A researcher at the University of Southern Queensland in Australia and co author of the research, Dr Chelsea Huang. has said that the planet even has an orbit of about 355 days.
According to a Guardian report, Huang added: “What’s very exciting about this particular Earth-sized planet is that its star is only [about] 150 light-years away from our solar system.
“The next best planet around a sun-like star, in a habitable zone, [Kepler-186f] is about four times farther away and 20 times fainter.”
But don’t pack your bags just yet, because the temperatures on the surface of the planet are hardly hospitable as they are estimated to sit at a cool –70C. (-94 Fahrenheit). In addition to this, the star that HD137010 b orbits is cooler and dimmer than our sun it means the planet’s surface temperature is more similar to Mars than Earths.

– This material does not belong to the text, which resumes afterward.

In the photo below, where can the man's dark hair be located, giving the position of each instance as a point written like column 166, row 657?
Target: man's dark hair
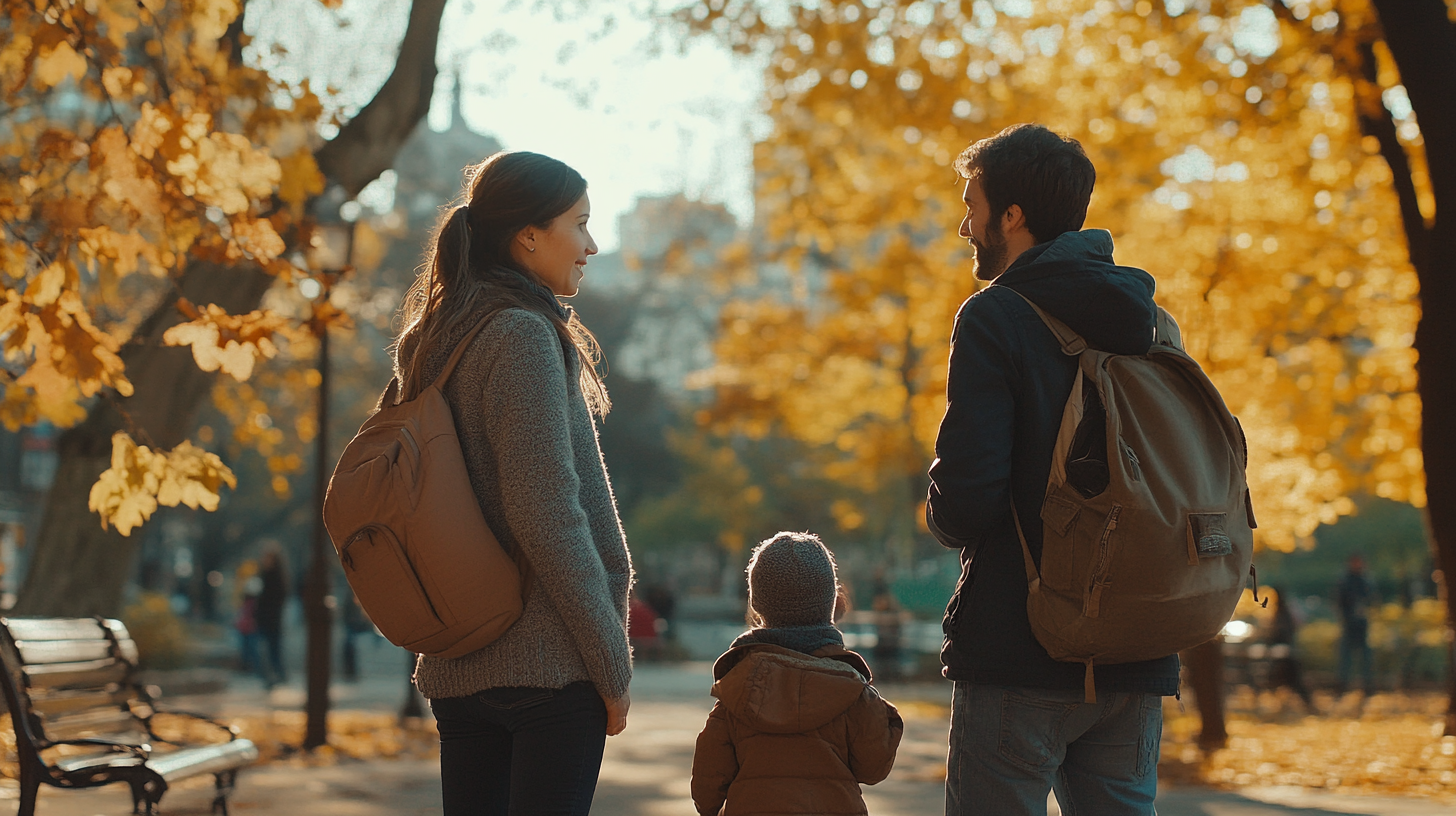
column 1049, row 175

Astrophysicist at Swinburne University, Dr Sara Webb, who was not part of the study, said the find was ‘very exciting’ but that more data was needed to classify HD137010 b as an exoplanet. She said it could be ‘something called a super snowball. Essentially, a big, icy world that potentially has a lot of water, but a lot of it’s frozen’.
She also added though in the grand scheme of our galaxy the planet is close, it would still take us tens of thousands ‘if not hundreds of thousands of years’ to get there, travelling at current speeds.